General-purpose software applications are usually not tailored for a specific user with specific tasks, strategies or preferences. In order to achieve optimal performance with such applications, users typically need to transition to an alternative efficient behavior. Often, features of such alternative behaviors are not initially accessible and first need to be customized. However, few research works formally study and empirically measure what drives a user to customize. In this paper, we describe the challenges involved in empirically studying customization behaviors, and propose a methodology for formally measuring the impact of potential customization factors. We then demonstrate this methodology by studying the impact of different customization factors on customization behaviors. Our results show that increasing exposure and awareness of customization features, and adding social influence can significantly affect the user's customization behavior.

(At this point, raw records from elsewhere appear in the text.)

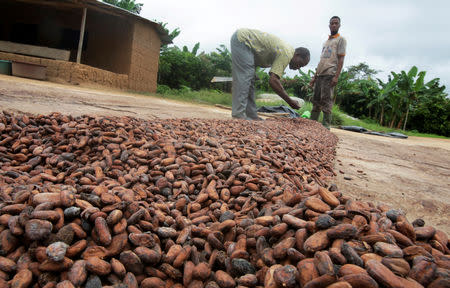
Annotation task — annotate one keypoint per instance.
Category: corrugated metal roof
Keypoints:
(106, 8)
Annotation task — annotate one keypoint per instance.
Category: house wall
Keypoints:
(144, 58)
(118, 51)
(109, 41)
(73, 73)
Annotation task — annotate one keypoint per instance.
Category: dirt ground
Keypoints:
(412, 174)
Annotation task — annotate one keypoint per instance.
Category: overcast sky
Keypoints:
(387, 35)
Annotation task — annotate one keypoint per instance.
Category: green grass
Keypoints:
(212, 97)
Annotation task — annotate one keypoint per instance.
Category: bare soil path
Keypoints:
(412, 174)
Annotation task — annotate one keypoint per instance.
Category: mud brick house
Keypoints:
(83, 42)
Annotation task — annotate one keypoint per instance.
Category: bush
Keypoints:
(163, 89)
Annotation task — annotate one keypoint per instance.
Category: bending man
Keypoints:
(250, 49)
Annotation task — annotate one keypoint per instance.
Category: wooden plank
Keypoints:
(270, 115)
(221, 79)
(32, 50)
(80, 42)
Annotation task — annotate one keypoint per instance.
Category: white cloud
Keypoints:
(387, 35)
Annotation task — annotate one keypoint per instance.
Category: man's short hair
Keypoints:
(303, 52)
(336, 17)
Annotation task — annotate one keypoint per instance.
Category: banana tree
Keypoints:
(380, 101)
(409, 88)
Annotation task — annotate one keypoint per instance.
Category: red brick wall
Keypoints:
(144, 58)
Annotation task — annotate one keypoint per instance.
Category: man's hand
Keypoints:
(311, 83)
(334, 81)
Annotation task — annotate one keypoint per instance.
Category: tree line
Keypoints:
(403, 101)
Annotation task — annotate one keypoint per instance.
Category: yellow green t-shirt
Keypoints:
(269, 50)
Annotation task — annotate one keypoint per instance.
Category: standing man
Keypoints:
(327, 73)
(250, 49)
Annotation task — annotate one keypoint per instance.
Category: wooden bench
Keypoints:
(32, 50)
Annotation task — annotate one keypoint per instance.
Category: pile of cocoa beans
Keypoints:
(120, 202)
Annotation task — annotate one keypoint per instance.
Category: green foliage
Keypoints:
(183, 67)
(129, 5)
(172, 34)
(361, 71)
(403, 101)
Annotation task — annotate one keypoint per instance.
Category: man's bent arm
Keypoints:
(275, 83)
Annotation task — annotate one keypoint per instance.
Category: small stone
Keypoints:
(56, 251)
(72, 212)
(227, 215)
(240, 267)
(94, 282)
(325, 221)
(36, 229)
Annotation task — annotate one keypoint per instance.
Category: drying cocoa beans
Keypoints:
(119, 202)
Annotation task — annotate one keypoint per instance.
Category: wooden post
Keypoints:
(80, 43)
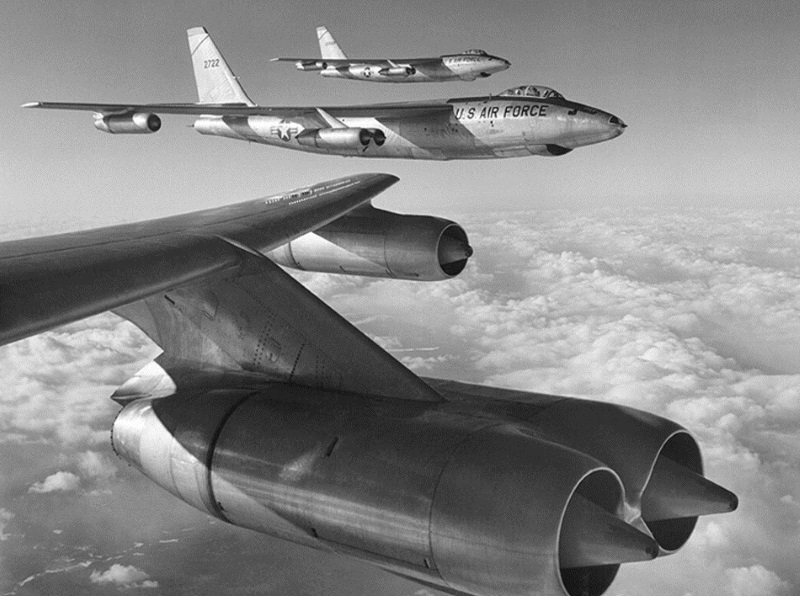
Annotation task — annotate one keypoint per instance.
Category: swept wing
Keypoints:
(101, 269)
(212, 257)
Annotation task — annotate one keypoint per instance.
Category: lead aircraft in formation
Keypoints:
(521, 121)
(465, 66)
(269, 411)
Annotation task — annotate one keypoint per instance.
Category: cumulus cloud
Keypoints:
(96, 466)
(5, 517)
(124, 576)
(56, 385)
(755, 581)
(58, 482)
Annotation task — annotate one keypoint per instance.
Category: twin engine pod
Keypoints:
(463, 502)
(378, 243)
(138, 123)
(341, 138)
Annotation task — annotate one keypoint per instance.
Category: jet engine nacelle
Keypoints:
(398, 71)
(658, 461)
(138, 123)
(311, 65)
(341, 138)
(379, 243)
(466, 503)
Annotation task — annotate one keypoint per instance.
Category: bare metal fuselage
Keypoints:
(475, 128)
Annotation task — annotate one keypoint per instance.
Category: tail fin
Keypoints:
(215, 81)
(328, 47)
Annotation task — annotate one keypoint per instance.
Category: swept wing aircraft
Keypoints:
(521, 121)
(464, 66)
(270, 411)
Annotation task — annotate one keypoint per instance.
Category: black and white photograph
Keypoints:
(400, 298)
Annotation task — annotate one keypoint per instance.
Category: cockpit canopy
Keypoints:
(532, 91)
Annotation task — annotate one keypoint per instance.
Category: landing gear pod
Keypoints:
(138, 123)
(341, 138)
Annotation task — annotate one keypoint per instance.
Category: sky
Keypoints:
(705, 88)
(657, 270)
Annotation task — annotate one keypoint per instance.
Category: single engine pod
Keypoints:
(677, 493)
(138, 123)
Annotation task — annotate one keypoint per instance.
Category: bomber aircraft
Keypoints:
(464, 66)
(270, 411)
(525, 120)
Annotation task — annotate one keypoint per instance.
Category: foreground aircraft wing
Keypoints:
(383, 110)
(209, 262)
(101, 269)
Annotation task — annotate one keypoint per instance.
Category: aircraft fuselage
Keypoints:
(457, 67)
(476, 128)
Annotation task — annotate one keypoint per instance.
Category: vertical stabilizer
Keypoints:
(215, 81)
(328, 47)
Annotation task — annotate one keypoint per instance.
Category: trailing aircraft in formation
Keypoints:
(270, 411)
(521, 121)
(465, 66)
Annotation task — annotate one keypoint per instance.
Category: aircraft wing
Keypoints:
(199, 285)
(382, 110)
(49, 281)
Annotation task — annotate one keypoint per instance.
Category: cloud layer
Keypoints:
(694, 316)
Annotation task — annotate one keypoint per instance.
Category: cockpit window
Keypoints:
(532, 91)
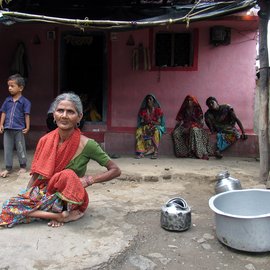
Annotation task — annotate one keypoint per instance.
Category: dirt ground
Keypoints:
(121, 229)
(198, 247)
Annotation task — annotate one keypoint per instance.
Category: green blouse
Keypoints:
(92, 150)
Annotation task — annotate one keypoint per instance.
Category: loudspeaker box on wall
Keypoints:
(220, 35)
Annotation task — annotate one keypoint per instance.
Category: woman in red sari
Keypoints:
(190, 139)
(56, 190)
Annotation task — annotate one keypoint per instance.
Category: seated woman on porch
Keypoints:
(56, 189)
(221, 119)
(189, 137)
(150, 127)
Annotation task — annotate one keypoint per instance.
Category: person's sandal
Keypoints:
(218, 155)
(139, 156)
(154, 156)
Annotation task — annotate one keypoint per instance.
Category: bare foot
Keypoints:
(54, 223)
(22, 170)
(4, 173)
(73, 215)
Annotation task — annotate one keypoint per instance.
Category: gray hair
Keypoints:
(18, 79)
(69, 96)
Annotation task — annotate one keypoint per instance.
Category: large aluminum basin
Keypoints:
(243, 219)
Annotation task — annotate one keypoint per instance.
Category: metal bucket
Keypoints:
(175, 215)
(243, 219)
(226, 183)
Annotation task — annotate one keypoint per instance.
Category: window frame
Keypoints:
(194, 41)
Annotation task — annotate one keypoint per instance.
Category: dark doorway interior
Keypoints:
(83, 72)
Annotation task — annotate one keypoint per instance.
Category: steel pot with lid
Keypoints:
(226, 183)
(175, 215)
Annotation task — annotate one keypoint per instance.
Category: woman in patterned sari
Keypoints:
(150, 127)
(221, 119)
(56, 190)
(189, 137)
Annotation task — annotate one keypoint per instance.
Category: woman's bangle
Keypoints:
(89, 180)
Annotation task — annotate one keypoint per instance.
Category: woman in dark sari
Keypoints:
(150, 127)
(221, 119)
(190, 139)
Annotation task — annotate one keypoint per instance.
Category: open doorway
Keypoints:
(83, 71)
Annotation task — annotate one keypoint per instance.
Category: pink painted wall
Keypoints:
(39, 88)
(227, 72)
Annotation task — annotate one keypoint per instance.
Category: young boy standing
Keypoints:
(14, 123)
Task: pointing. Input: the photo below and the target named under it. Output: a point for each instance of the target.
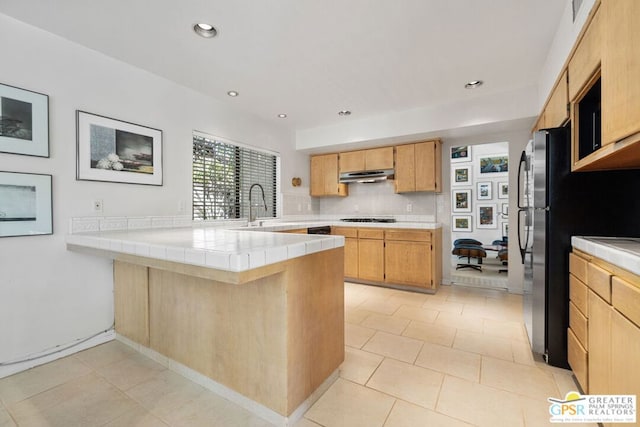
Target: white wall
(48, 295)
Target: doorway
(480, 214)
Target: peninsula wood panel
(131, 301)
(586, 58)
(620, 69)
(274, 340)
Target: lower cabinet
(392, 256)
(610, 362)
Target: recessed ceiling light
(473, 84)
(205, 30)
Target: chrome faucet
(252, 213)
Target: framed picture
(25, 204)
(505, 209)
(116, 151)
(461, 200)
(503, 190)
(461, 175)
(484, 191)
(461, 223)
(24, 122)
(486, 217)
(494, 164)
(461, 154)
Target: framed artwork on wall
(461, 223)
(486, 217)
(498, 163)
(461, 175)
(115, 151)
(24, 122)
(25, 204)
(461, 200)
(503, 190)
(461, 154)
(484, 190)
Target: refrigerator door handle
(523, 161)
(523, 249)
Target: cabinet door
(620, 69)
(405, 174)
(379, 158)
(316, 187)
(352, 161)
(625, 355)
(351, 257)
(599, 345)
(427, 166)
(371, 259)
(586, 58)
(408, 263)
(556, 112)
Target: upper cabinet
(419, 167)
(366, 160)
(604, 89)
(324, 176)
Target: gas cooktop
(368, 220)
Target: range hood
(366, 176)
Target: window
(223, 173)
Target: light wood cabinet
(366, 160)
(609, 362)
(419, 167)
(371, 259)
(557, 111)
(586, 58)
(620, 70)
(324, 176)
(350, 250)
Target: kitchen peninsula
(259, 313)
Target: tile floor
(457, 358)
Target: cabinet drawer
(625, 298)
(578, 324)
(408, 235)
(578, 267)
(370, 233)
(577, 359)
(345, 231)
(599, 280)
(579, 294)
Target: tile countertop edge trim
(608, 252)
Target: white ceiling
(311, 58)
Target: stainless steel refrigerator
(553, 205)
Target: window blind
(222, 176)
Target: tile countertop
(620, 251)
(214, 247)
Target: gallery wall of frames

SpaceSense: representing geographical information to visually impaired people using spatial tactile feedback
Koji Yatani, Nikola Banovic, and Khai Truong
In Proceedings of the 2012 ACM annual conference on Human Factors in Computing Systems (CHI '12). ACM, New York, NY, USA, 415-424.
Learning an environment can be challenging for people with visual impairments. Braille maps allow their users to understand the spatial relationship between a set of places. However, physical Braille maps are often costly, may not always cover an area of interest with sufficient detail, and might not present up-to-date information. We built a handheld system for representing geographical information called SpaceSense, which includes custom spatial tactile feedback hardware-multiple vibration motors attached to different locations on a mobile touch-screen device. It offers high-level information about the distance and direction towards a destination and bookmarked places through vibrotactile feedback to help the user maintain the spatial relationships between these points. SpaceSense also adapts a summarization technique for online user reviews of public and commercial venues. Our user study shows that participants could build and maintain the spatial relationships between places on a map more accurately with SpaceSense compared to a system without spatial tactile feedback. They pointed specifically to having spatial tactile feedback as the contributing factor in successfully building and maintaining their mental map.
Design of unimanual multi-finger pie menu interaction
Nikola Banovic, Frank Chun Yat Li, David Dearman, Koji Yatani, and Khai N. Truong
In Proceedings of the ACM International Conference on Interactive Tabletops and Surfaces (ITS '11). ACM, New York, NY, USA, 120-129.
Context menus, most commonly the right click menu, are a traditional method of interaction when using a keyboard and mouse. Context menus make a subset of commands in the application quickly available to the user. However, on tabletop touchscreen computers, context menus have all but disappeared. In this paper, we investigate how to design context menus for efficient unimanual multi-touch use. We investigate the limitations of the arm, wrist, and fingers and how it relates to human performance of multi-targets selection tasks on multi-touch surface. We show that selecting targets with multiple fingers simultaneously improves the performance of target selection compared to traditional single finger selection, but also increases errors. Informed by these results, we present our own context menu design for horizontal tabletop surfaces.